Я сделал там странное замечание по ученой части: обыкновенно в обществах ученые люди стараются становиться спиною к новому гостю, чтобы он тотчас заметил пришитое к их спине свидетельство о их учёности; или что выходит синоним, отменную способность их желудка, удерживать в себе, и переваривать учёные пилюли; на против того слабожелудочные стараются скрыть свою спину, и с приветливостью встречают нового гостя прямо грудью, чтобы при первой встрече произвести в нем благоприятное к себе впечатление; и эта уловка большею частью так хорошо им удается; что любезность их охотно заставляет забывать о слабости в желудка.

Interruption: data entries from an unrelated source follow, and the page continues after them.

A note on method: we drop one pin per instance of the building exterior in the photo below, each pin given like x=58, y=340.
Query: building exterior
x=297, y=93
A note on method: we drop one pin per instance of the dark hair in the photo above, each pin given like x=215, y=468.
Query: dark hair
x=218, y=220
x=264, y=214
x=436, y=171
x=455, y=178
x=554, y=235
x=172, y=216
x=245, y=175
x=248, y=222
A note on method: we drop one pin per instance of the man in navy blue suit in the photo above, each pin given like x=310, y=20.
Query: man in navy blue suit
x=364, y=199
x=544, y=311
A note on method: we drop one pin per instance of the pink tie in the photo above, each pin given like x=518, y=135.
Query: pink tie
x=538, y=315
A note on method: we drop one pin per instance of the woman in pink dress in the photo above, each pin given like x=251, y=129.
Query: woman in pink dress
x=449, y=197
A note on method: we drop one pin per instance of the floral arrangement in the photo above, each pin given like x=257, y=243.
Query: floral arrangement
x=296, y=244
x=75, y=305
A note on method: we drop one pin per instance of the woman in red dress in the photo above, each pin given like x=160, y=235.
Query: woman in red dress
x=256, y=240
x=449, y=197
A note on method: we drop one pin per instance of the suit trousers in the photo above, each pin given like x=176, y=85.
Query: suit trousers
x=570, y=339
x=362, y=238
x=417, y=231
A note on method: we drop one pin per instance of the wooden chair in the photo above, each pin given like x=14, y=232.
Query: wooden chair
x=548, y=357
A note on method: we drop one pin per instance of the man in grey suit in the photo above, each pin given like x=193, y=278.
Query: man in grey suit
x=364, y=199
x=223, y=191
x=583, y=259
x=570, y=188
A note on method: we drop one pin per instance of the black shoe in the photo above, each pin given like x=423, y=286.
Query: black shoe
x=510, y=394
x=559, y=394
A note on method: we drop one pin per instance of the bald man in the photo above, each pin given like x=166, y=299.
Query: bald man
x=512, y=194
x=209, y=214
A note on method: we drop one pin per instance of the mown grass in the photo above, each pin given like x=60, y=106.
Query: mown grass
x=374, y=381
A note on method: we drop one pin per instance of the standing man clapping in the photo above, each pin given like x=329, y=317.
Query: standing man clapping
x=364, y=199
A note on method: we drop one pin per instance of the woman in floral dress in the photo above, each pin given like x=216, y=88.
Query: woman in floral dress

Собрания светских людей на солнце бывают довольно забавные для земного жителя, пока к ним не привыкнешь; обыкновенно принимают гостей с обоих концов дома; у одного конца хозяин приминает мужчин а у другого хозяйка принимает дам; для приема назначен один час; в продолжении этого часа хозяин стоит и передней, при входе гостя он жмет ему руку, и молча указывает ему вход в гостиную, это продолжается таким образом пока приёмный час пройдёт; тогда запирают двери на улицу, и никто уже более не допускается в тот вечер: хозяйка поступает таким же образом на своей половине: по прошествии приёмного часа хозяин и хозяйка сходятся к гостям в гостиную, отвешивая всем низкие поклоны на самом пороге; гости ответствуют такими же поклонами, мужчины оборачиваясь лицом к двери, откуда входит хозяйка, а дамы к тем, откуда входит хозяин; и все это молча: — после того просят гостей садиться; немедленно все усаживаются за круглый стол, и молча убирают свою порцию сласти, поставленную перед каждым: когда все блюдечки и тарелочки прибраны, тогда бросают жребий, кому начать разговор: речи ни кто ни у кого не перебивает: потому что это почитается там большим невежеством; а каждый говорит в свою очередь: ежели кто разгорячится в споре, то слуга немедленно подносит ему стакан воды, которую он должен выпить, ежели не захочет обидеть хозяина, и лишиться его знакомства; при том он на этот раз лишается очереди говорить.